Your Xmas selections #1-5 are, of course, right up there with perfection. Funny, when I was thinking up my list, I totally forgot about Robert Shaw, even though I grew up listening to it every December.

(Many years ago, my family had a French recording of Christmas Eve chants at the monastery of Montserrat. Even as a small child, it hauntingly resonated in my soul. The soprano was like ice, singing. Despite searching, I have yet to be able to find that album again.)

In my list I forgot the Bach-Gounod "Ave Maria"; I especially like the Irish Tenors version.

I had not known that Aaron Neville recorded Christmas music---it is just Lucious and already added to my favourites. John Ritter and George Winston are good companions for the holidays, though neither makes my top 10.
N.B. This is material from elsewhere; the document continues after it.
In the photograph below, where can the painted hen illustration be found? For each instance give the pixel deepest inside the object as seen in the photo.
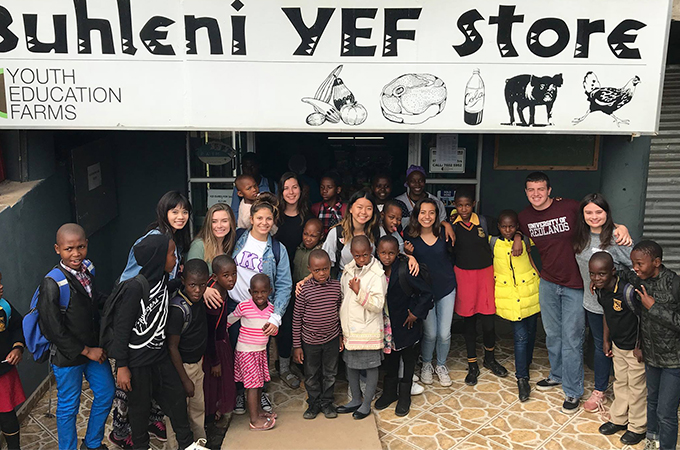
(607, 99)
The Roches--what was your comment? Love ‘em or hate ‘em. I’m the latter. I’ve never knowingly heard them before & I hope never to again. Waaaay too Laura Nyro-y for my taste.

My "love it or hate it"s are Mahalia Jackson singing "O Come all ye Faithful" and Ella Fitzgerald singing "White Christmas", a song I otherwise cannot stand.

This year, though my kids have no interest in it, I’m going to try to go to the Messiah SingAlong at the KC; I haven’t done it in years & its really fun.

Carl said...

Kit: I've liked the Roches since I did concert sound for them once in early 1980. And I saw them perform most of their Christmas album a year ago at the Birchmere. So perhaps I'm prejudiced--but, for comparison, I don't like Laura Nyro.

I love that Mahalia Jackson, but I like most of her stuff. Same with Ella.

I used to do the Messiah sing-along at the Ken. Cen., but haven't for at least 15 years. Indeed, now that I think about it, I own the scores for most of the favorites on my list (I was a good alto who turned into a mediocre tenor).